No one spoke on the way home, only muffled cries.

I composed myself, I didn’t cry, my cousins needed my strength.

An 18-year-old boy, a 12-year-old girl, and a 3-year-old boy.


I slept on the couch, my cousins took my room, I was happy to oblige.



I didn’t sleep, I stared out the window,

I searched for my cousin in the stars.



He is gone now.

“In a better place,” my Mom told us.

I hope she’s right…


We drove to their home the next day.

My cousins went and saw their friends,

they needed a friendly face.


My uncle was gone, their father.

My aunt was in jail, their mother.

My cousin is gone, their brother.


They needed a friendly face.


Pulling up to the house made me cry.

I hadn’t been there since I was small, too small to remember well.

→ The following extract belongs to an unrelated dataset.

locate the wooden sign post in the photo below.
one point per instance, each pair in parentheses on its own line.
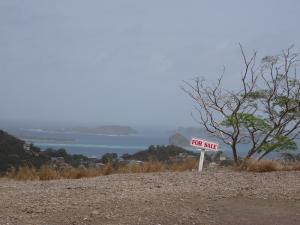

My family isn’t close anymore.


Three inches of garbage.

Three inches solid.

Three inches of garbage covering the floors, stairs, bedrooms, bathroom, kitchen.

I have never seen anything like it.


We cleaned out the house,

I had never used a shovel in the spring…


Baby books, pictures, toys, newspapers from 1991, Disney movies, empty cartons of cigarettes, dishes covered in mold, broken stairs, old incomplete homework, ripped up carpet, a dirty diaper in the hallway, one clean shoe, a torn pillow, a unraveled roll of toilet paper, magazines shoved in couch cushions, stained bed sheets cover the windows, broken screens, toy soldiers, puzzle pieces, spilled soda cans, a box of cereal, a weeble on the top of the stairs, no bedroom doors, towels covering the bathroom floor, a clogged toilet, torn books in a bedroom, a cradle with no bars, an empty bottle, a cup of old juice.



I was sick to my stomach.



My Dad picked up the bean bag chair.

His favorite spot, his only spot.

The only space in the entire house we saw the floor.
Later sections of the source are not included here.